You choose to trade options for different reasons.
- To speculate on currency movements.
- When you have a spot trade that you want to hedge.
- If you are an importer or exporter you aim to secure a future income.
The world’s financial markets are more exciting now than ever.
You can trade options online just like Forex, Stocks and Commodities, and the beauty of trading online platform is its simplicity.
When you buy an option, you buy a future guarantee for a fixed price.
What are the merit of Option Trading?
A huge advantage of trading options is that you don’t get charged “Rolling Fees” for each day your deal is open.
And when the time comes, you choose whether to take it or not.
Opening an option deal is basically buying or selling a currency pair at a set expiry point in the future.
And once you buy the option you’ve bought the right to cash it in at any time up to the expiration date.

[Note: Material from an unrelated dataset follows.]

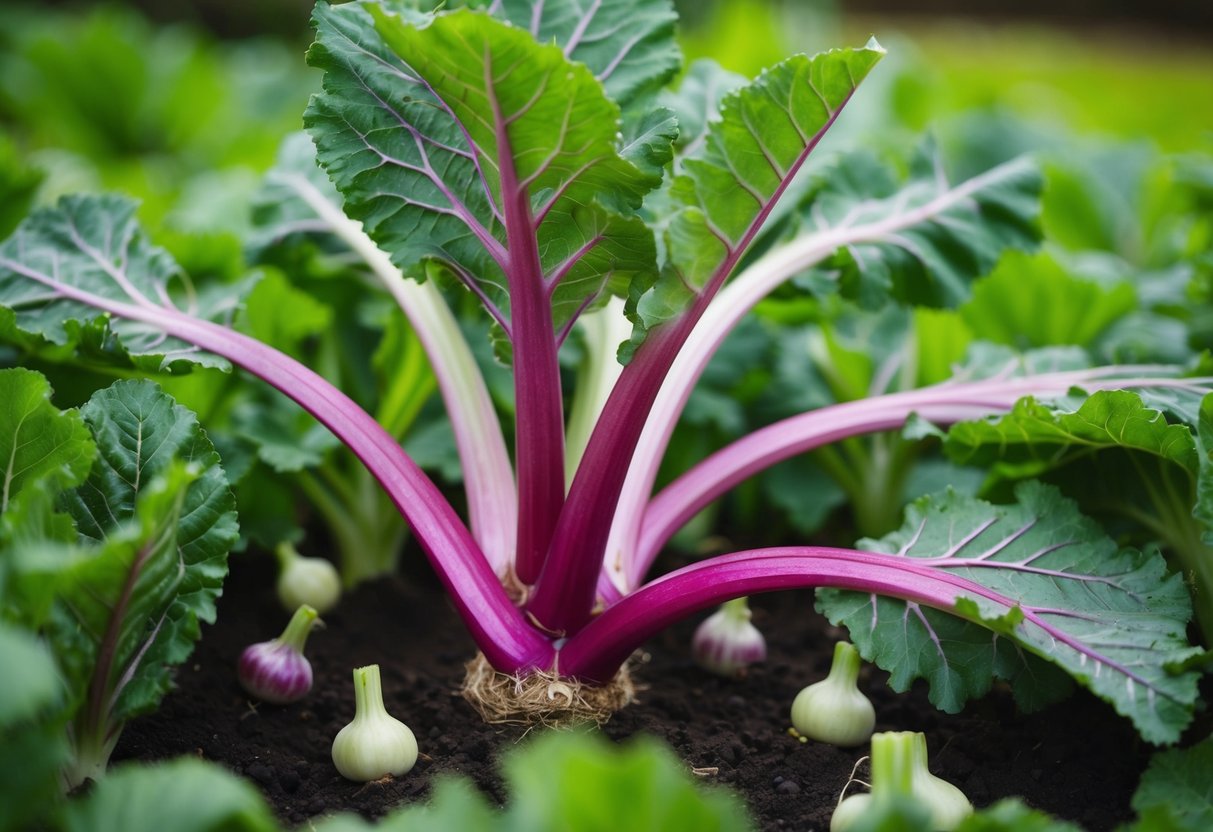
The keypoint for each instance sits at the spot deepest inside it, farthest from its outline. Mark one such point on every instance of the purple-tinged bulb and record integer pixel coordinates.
(277, 671)
(727, 643)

Let’s see how options work in this example.
Example of Option Trading
William has a small jewelry workshop, he buys gold to make jewelry and sell it.
William buys 100 ounces of gold from a supplier every 3 months.
He’s aware that gold prices may change and he wants to get fixed prices for his future purchases.
To do so, he signs a contract with a supplier, Robert.
Robert sells Gold to William at a fixed price for a small fee, the premium.
On the delivery day, William has two alternatives William can either buy the gold from a supplier or buy it directly from the market.
If the market price is lower than what they’ve agreed, then William can cancel his contracted with Robert and buy from the market.
So Michael only receives his premium.
If the market is higher than what they agreed William will buy from a supplier Robert at the pre-agreed price which is lower than the current market price.
That’s the principle behind options.